La popolazione dell’isola del Giglio risulta essere resistente al Covid-19. Da qui lo studio dei possibili fattori determinanti, condotto da un team di ricercatori, coordinati da Paola Cornelia Maria Muti dell’Università di Milano.
“All’inizio non sapevamo come interpretare questa apparente resistenza al virus -spiega Muti -. La popolazione era stata già esposta al virus? Aveva, dunque, già sviluppato una propri difesa immunitaria? Con lo screening di massa abbiamo compreso che l’assenza di casi conclamati di Covid-19, successiva all’introduzione del virus nel contesto isolano, non sia verosimilmente attribuibile a un fenomeno di siero-protezione, ma ad altri fattori come il ridotto tasso di inquinamento atmosferico, le peculiari condizioni geoclimatiche e micro-ambientali, che potrebbero ridurre la carica virale del Sars-CoV-2 in fase aerea o limitarne l’infettività una volta avvenuta l’esposizione. Tra le varie ipotesi non sono da escludere neppure la genetica stessa della popolazione gigliese o il fatto che ad interessare l’isola sia stato un ceppo virale, caratterizzato da una ridotta virulenza. Si tratta di prime osservazioni scientifiche, che dovranno essere testate con nuovi studi”.
La ricerca ha coinvolto in tutto 723 persone presenti sull’isola durante i giorni dello screening (dal 29 aprile al 3 maggio), includendo residenti e non. Sul totale della popolazione residente e presente al momento dello studio (748 persone), 634 hanno partecipato allo screening (l’85% della popolazione residente). Nelle tre località isolane si sono registrate le seguenti percentuali: Giglio Castello 80% (268 persone su 336); Giglio Campese 75% (67 persone su 89); Giglio Porto 92% (299 persone su 323). Il test ha identificato un solo soggetto positivo (residente), privo di sintomatologia, confermando la presenza di anticorpi anti-Sars-Cov-2 nei due pazienti precedentemente riconosciuti come positivi tramite tampone (non residenti).
“Questo studio potrà aiutarci a comprendere meglio le caratteristiche e le dinamiche epidemiologiche, cliniche e biologiche, determinate dall’infezione Covid 19. Ecco perché abbiamo accolto la richiesta dell’Università di Milano, inviando sull’isola 1500 kit di test sierologici – afferma il presidente Enrico Rossi -. Si tratta di un primo importante contributo alla ricerca, reso possibile grazie alla fattiva collaborazione dell’intera comunità gigliese, del sindaco e dell’amministrazione comunale che hanno informato i cittadini e sostenuto l’iniziativa, e della Asl sud est, che ha assistito lo studio con specifici dispositivi di protezione individuale.
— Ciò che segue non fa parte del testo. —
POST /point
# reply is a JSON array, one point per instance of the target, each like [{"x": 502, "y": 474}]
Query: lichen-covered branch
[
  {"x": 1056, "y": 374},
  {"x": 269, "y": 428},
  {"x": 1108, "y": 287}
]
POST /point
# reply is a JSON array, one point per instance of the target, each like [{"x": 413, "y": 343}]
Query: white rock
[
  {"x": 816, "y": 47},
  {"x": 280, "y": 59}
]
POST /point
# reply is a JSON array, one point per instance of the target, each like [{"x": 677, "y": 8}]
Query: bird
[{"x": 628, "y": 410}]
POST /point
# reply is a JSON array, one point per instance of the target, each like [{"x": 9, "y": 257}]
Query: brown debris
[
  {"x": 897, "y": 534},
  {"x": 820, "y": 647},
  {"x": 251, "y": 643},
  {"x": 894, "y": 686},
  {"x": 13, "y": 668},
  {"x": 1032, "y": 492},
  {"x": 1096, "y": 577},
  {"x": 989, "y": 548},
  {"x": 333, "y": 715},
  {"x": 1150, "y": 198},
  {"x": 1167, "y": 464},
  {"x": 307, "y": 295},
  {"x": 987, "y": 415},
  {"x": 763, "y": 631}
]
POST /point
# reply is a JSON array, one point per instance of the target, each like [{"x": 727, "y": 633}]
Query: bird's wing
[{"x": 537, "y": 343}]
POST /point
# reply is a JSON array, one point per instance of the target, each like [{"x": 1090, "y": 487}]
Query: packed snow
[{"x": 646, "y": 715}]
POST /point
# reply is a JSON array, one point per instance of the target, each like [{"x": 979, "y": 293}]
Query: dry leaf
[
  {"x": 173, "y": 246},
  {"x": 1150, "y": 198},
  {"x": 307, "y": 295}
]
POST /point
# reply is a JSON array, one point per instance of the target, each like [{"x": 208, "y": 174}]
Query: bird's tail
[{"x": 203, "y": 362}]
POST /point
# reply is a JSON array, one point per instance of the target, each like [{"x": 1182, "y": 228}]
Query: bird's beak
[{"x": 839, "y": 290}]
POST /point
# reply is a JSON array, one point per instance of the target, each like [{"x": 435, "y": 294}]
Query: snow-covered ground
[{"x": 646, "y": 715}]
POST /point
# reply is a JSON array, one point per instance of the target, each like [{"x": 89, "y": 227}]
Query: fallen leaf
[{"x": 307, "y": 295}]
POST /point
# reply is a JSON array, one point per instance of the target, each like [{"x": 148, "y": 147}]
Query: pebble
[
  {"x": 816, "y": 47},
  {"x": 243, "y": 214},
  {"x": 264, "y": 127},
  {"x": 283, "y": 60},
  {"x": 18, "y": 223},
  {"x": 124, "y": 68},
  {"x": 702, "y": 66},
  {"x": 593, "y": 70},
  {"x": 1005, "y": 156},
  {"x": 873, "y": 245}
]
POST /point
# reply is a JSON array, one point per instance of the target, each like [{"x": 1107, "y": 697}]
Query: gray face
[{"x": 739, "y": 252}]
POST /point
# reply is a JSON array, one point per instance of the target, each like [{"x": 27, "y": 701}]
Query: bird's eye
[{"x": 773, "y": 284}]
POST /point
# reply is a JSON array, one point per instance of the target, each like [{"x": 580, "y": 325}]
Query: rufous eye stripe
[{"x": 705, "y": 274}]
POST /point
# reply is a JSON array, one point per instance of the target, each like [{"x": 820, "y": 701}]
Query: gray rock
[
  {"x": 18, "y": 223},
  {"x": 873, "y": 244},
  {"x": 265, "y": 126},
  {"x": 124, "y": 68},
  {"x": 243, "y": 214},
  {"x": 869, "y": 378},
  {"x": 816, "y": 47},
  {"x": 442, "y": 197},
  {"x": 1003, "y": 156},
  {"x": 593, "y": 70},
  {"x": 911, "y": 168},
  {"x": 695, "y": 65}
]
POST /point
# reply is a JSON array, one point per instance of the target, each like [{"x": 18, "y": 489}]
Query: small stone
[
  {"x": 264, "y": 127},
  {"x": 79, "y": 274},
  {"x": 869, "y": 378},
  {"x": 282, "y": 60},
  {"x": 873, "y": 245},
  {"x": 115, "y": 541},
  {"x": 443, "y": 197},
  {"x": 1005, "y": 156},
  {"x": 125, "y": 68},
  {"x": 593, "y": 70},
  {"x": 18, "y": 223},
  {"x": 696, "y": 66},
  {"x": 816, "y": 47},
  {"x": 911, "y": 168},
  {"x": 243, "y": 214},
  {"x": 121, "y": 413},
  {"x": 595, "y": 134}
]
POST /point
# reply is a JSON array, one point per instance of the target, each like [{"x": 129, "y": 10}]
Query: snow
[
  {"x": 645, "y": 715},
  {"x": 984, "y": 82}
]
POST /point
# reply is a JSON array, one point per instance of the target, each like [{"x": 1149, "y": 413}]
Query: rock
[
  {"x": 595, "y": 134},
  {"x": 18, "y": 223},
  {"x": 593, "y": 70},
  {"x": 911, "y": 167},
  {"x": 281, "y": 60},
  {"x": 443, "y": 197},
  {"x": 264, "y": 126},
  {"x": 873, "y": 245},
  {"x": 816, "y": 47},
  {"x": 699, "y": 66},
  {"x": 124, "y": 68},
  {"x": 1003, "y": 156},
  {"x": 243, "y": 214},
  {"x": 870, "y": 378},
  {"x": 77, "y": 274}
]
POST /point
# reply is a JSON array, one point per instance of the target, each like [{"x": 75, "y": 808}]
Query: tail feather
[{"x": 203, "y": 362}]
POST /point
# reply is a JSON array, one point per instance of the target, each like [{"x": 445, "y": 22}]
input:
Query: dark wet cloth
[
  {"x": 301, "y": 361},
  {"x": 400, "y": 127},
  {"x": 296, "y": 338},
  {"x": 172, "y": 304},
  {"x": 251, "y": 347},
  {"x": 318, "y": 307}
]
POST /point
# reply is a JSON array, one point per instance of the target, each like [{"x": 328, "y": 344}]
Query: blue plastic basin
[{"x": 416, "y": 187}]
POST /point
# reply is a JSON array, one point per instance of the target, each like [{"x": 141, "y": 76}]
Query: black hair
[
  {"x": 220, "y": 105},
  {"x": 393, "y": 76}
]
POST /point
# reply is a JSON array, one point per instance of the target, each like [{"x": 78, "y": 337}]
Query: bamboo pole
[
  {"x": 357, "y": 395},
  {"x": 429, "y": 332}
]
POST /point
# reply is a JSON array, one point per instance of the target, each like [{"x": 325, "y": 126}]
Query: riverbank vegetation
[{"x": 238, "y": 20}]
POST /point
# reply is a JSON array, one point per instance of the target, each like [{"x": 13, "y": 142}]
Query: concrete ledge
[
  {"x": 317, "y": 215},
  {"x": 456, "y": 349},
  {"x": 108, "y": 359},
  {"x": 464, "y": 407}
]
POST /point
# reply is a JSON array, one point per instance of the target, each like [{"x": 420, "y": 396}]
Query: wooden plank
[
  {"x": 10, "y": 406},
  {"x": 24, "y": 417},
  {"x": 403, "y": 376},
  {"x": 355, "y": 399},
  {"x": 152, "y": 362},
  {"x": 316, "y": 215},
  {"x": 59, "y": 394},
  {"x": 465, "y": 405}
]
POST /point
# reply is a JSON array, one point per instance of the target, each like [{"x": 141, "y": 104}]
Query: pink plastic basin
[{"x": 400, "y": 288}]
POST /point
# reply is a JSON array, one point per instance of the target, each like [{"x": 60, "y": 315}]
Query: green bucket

Non lasciamo nulla di intentato, pur di contribuire al meglio delle nostre possibilità alla tutela della salute pubblica”.
La Toscana è, fra l’altro, tra le Regioni più attive nell’ambito della promozione di screening sierologico nel settore sanitario, sociosanitario e delle filiere essenziali più esposte al pubblico, con il coinvolgimento di circa 400mila persone. Di queste, hanno già aderito alla prima fase dello screening 51mila operatori sanitari, di cui il 2,2% è risultato positivo, ma solo l’1,1% è stato confermato positivo da successivo tampone molecolare.